In [2]:
import zipfile

# Download zip file of pizza_steak images
!wget https://storage.googleapis.com/ztm_tf_course/food_vision/pizza_steak.zip

# Unzip the downloaded file
zip_ref = zipfile.ZipFile("pizza_steak.zip", "r")
zip_ref.extractall()
zip_ref.close()

--2023-11-02 01:57:12--  https://storage.googleapis.com/ztm_tf_course/food_vision/pizza_steak.zip
Resolving storage.googleapis.com (storage.googleapis.com)... 74.125.204.207, 64.233.187.207, 64.233.188.207, ...
Connecting to storage.googleapis.com (storage.googleapis.com)|74.125.204.207|:443... connected.
HTTP request sent, awaiting response... 200 OK
Length: 109540975 (104M) [application/zip]
Saving to: ‘pizza_steak.zip’


2023-11-02 01:57:17 (21.3 MB/s) - ‘pizza_steak.zip’ saved [109540975/109540975]



In [3]:
import os

for dirpath, dirnames, filenames in os.walk("pizza_steak"):
  print(f"There are {len(dirnames)} directories and {len(filenames)} images in '{dirpath}'.")
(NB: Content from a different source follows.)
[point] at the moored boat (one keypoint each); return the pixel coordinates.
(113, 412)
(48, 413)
There are 2 directories and 0 images in 'pizza_steak'.
There are 2 directories and 0 images in 'pizza_steak/test'.
There are 0 directories and 250 images in 'pizza_steak/test/steak'.
There are 0 directories and 250 images in 'pizza_steak/test/pizza'.
There are 2 directories and 0 images in 'pizza_steak/train'.
There are 0 directories and 750 images in 'pizza_steak/train/steak'.
There are 0 directories and 750 images in 'pizza_steak/train/pizza'.


In [4]:
num_steak_images_train = len(os.listdir("pizza_steak/train/steak"))

num_steak_images_train

750

In [3]:
# Get the class names (programmatically, this is much more helpful with a longer list of classes)
import pathlib
import numpy as np
data_dir = pathlib.Path("pizza_steak/train/") # turn our training path into a Python path
class_names = np.array(sorted([item.name for item in data_dir.glob('*')])) # created a list of class_names from the subdirectories
print(class_names)

['pizza' 'steak']


In [8]:
import matplotlib.pyplot as plt
import matplotlib.image as mpimg
import random

def view_random_image(target_dir, target_class):
  # Setup target directory (we'll view images from here)
  target_folder = target_dir+target_class

  # Get a random image path
  random_image = random.sample(os.listdir(target_folder), 1)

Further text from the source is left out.